Dans ce compartiment intercalaire affleurent plusieurs bandes de terrains grossièrement parallèles à ces failles, où des gypses et cargneules triasiques alternent avec de larges panneaux de dolomies triasiques et de grès houillers : il est clair que la présence de ces terrains, plus anciens que ceux qui affleurent de part et d'autre de ces deux failles, implique un jeu en surélévation qui peut être considéré comme la formation d'un horst qui a été accessoirement dilacéré en lanières. Mais aux abords nord du sommet de Champ Long la faille occidentale de Champ Long semble passer a un contact sédimentaire entre le Domérien épais de sa lèvre orientale et les couches triasiques de sa lèvre occidentale.
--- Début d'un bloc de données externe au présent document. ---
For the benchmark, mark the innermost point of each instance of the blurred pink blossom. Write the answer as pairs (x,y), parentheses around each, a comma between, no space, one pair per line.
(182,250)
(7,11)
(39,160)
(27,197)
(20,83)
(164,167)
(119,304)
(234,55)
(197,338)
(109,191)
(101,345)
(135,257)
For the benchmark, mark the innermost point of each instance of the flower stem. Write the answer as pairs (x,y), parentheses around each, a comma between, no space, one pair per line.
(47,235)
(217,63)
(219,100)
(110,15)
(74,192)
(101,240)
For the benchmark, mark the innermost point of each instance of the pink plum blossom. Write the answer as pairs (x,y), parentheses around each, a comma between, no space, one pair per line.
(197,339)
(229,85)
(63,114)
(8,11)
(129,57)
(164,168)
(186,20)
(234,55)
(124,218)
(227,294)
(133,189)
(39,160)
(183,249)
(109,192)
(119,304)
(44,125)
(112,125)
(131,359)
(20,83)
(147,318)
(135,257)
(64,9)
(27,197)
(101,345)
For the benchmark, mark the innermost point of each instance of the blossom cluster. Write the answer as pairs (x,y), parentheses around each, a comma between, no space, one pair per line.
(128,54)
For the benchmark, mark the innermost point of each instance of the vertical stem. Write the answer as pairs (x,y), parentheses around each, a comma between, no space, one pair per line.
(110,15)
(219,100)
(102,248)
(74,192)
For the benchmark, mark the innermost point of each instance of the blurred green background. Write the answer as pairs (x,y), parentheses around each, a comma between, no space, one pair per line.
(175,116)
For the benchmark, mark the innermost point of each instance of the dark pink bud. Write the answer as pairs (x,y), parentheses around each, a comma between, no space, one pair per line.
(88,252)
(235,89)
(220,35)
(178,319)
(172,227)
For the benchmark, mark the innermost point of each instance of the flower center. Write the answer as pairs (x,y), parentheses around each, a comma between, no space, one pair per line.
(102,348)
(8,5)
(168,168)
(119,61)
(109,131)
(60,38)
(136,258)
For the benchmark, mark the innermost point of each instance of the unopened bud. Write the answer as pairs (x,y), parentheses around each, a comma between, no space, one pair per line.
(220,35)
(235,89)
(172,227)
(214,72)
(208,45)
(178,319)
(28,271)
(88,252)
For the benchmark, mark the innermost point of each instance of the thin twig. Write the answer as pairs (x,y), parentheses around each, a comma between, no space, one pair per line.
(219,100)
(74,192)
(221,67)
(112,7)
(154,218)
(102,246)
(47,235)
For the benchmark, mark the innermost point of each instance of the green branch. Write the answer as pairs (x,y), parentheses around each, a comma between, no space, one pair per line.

La surface prolongeant cette faille apparaît plutôt comme celle d'une discordance : dans la lèvre occidentale de cette cassure, au niveau des buttes jumelles cotées 1063 le Domérien repose en discordance, par l'intermédiaire de quelques couches de Lias inférieur calcaire, sur le Trias et le Houiller (eux mêmes en succession stratigraphique non perturbée) et dans les pentes du ravin de l'Entardière le contact discordant est localement souligné par des conglomératiques de calcaires liasiques. |
Il apparaît donc que la faille ouest de Champ Long est une paléofaille qui a été cachetée par la sédimentation dès le Domérien. D'autre part à la latitude de Clamensane l'analyse des rapports entre les couches des divers étages du Lias et du Jurassique moyen montre que la faille est de Champ Long n'affecte pas les couches du Bajocien, qui la cachètent. En définitive toutes les failles qui affectent la lèvre orientale de la faille de Vermeil s'avèrent correspondre à un faisceau de fractures de type extensif, qui a fonctionné pendant la sédimentation liasique. Cette géométrie complexe est donc interprétée comme le résultat d'une tectonique syn-sédimentaire.
On a rassemblé, dans la figure ci-dessous, la géométrie actuellement observable et la reconstitution proposée pour la lèvre orientale de la faille de Vermeil :
figure agrandissable |
Le paléograben de Champ Long, à l'ouest de Clamensane. |
Il est fondamental de noter que faisceau de failles N-S visible sur ces coupes est scellé par le Bajocien supérieur (on le voit bien, sur la coupe a), pour la faille orientale de Champ Long)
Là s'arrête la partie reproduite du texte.